Итак, оставим других детей, которых мы видим собравшимися в кружки, строить воздушные замки, которые через полчаса докончит сон, и подойдем тихонько к отделившимся подругам, чтобы послушать их разговор.
— В котором часу ты уедешь завтра? — спросила брюнетка, Клементина.
— Ты хотела сказать, в котором часу мы уедем? — возразила блондинка, Мари.
— Ну да.
— Экипаж будет готов к 11 часам.
— И когда мы приедем к твоим?
— Через 9 часов.
— Какое счастье! День будет чудесный; посмотри, сколько звезд! Ты очень счастлива!
— Почему так?
— Еще спрашиваешь! Ты уезжаешь отсюда с тем, чтобы более не возвращаться; ты навсегда оставляешь классную скамью, на которой так неудобно сидеть, нашу постель, где так дурно спится, ты будешь жить в Париже, в замке, быть может… жить с родителями; войдешь в свет, о котором говорят так много дурного и который мне кажется обворожительным, — и ты меня спрашиваешь еще, почему ты счастлива! Нет, милая моя, или ты слишком требовательна, или слишком забывчива.
— Ты права, но это все ожидает и тебя со временем.
— Да, только далеко не то же самое; прежде всего, я должна дожидаться целый год, а к тому же еще я вовсе не имею твоего состояния.
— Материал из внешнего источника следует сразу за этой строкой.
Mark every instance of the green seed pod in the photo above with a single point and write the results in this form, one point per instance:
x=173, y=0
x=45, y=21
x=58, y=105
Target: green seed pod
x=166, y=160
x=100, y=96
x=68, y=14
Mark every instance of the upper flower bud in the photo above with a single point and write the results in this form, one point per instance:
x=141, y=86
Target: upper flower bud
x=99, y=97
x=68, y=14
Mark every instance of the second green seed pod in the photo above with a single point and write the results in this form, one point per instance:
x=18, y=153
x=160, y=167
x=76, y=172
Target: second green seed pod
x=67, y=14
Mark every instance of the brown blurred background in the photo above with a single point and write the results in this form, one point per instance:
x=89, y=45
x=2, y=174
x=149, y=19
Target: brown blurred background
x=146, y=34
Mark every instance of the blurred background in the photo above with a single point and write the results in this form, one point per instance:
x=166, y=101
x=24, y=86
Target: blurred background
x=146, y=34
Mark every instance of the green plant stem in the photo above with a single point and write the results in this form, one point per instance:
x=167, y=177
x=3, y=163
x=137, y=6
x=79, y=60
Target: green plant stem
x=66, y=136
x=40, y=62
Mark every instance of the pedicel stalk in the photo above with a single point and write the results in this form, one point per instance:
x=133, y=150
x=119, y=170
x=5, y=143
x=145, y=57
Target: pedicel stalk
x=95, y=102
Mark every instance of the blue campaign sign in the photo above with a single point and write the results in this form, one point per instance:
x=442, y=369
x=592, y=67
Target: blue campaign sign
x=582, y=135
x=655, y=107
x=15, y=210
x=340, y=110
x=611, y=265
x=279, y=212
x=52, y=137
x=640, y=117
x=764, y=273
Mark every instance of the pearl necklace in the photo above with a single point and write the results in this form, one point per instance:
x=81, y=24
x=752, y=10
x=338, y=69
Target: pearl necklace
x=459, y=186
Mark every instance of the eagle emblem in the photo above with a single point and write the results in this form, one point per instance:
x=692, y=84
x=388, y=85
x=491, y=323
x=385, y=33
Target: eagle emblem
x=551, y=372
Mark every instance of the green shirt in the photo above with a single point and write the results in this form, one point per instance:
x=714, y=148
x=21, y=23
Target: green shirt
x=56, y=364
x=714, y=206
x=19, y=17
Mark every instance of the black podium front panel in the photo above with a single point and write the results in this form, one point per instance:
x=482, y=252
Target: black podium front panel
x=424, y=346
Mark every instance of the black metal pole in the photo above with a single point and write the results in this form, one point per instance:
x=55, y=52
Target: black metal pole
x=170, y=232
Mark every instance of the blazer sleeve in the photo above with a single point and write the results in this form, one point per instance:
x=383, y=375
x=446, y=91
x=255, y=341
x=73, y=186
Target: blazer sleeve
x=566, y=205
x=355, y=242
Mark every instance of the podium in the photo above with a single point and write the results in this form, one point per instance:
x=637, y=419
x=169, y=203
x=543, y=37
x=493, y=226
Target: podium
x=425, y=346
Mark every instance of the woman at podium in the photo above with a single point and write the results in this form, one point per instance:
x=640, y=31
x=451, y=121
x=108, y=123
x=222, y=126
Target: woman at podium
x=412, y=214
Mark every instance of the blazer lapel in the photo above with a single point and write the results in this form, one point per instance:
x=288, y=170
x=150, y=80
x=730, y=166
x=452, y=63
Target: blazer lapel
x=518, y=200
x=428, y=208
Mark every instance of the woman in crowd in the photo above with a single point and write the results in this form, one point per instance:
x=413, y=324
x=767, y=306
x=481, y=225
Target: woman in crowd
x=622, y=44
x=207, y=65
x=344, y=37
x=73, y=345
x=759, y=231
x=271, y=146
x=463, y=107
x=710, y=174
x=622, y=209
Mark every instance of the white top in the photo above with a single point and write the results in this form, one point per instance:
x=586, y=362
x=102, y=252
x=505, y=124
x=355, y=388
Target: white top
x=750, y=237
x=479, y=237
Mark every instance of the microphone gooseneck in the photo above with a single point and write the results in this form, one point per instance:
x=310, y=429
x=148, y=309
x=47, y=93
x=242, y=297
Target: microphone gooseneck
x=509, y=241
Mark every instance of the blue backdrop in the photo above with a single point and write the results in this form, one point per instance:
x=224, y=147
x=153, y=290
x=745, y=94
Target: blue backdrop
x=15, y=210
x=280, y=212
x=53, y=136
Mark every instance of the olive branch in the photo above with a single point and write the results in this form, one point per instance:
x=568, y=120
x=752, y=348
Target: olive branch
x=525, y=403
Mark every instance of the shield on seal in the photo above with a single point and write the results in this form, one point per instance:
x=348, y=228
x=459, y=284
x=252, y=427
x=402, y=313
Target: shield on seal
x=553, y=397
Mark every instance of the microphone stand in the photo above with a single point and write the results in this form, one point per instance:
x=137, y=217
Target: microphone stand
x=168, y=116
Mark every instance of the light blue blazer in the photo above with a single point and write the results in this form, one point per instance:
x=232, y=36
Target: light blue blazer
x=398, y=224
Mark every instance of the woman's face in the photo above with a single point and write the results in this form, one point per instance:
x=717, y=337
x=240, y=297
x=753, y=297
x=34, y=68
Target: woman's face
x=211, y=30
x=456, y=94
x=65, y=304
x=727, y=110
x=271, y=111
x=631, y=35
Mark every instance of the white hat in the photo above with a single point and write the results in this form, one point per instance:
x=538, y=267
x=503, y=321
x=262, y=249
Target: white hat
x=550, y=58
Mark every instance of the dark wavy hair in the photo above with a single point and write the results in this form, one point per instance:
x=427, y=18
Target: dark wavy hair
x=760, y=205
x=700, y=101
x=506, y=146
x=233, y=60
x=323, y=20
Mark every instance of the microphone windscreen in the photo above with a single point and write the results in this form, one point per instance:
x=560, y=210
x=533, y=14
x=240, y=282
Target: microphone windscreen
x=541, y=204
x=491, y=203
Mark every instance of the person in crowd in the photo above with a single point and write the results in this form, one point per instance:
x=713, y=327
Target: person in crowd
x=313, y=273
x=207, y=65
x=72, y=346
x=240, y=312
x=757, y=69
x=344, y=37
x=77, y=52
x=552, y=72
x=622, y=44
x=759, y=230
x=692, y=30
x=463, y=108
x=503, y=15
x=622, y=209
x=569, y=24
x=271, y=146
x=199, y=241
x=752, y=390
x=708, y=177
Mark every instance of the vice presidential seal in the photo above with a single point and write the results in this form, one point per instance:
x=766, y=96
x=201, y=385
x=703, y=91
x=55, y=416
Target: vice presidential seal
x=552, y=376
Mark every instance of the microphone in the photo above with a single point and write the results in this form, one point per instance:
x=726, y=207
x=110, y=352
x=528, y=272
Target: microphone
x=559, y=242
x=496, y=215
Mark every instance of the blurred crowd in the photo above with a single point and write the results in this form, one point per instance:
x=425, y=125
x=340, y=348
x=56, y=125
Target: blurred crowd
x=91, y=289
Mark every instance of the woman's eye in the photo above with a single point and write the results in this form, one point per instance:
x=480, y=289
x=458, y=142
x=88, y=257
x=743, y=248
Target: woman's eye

Ты войдешь в жизнь через золотые двери, а мои едва ли будут вызолочены; выйдя отсюда, я должна буду уехать в провинцию к тетке, которая вовсе не веселого нрава, меня отдадут замуж за какого-нибудь нотариуса, тогда как ты… Но постой, одно приводит меня в отчаяние, это мысль, что впоследствии предрассудки более, быть может, чем расстояние, разлучат нас навеки. Кроме того, понимаешь ли ты, есть что-то святое в этой дружбе двух сердец, в этом слиянии симпатий, совершившемся без кровных уз, а случайно. И так обещаешь ли ты всегда любить меня?
Они обнялись.
— Как подумаешь, — продолжало беспечное дитя, — что я два месяца проведу вне пансиона и с тобою… Кстати, твой отец добрый человек?
— Превосходный; а маман…
— О, ее я давно знаю. Как нам будет весело; как мы посмеемся! Послушай, скажи откровенно, что ты чувствуешь, расставаясь с пансионом?
— Грущу, клянусь тебе; потому что оставляю привычки если не счастливой, то правильной жизни; потому что до сих пор я не знала иных огорчений, как взыскания за неисполнение, но вот уже два года как я большая, — прибавила, улыбаясь, Мария, — следовательно, не имела даже и их; потому, наконец, что я знаю, что оставляю, и не знаю, что найду.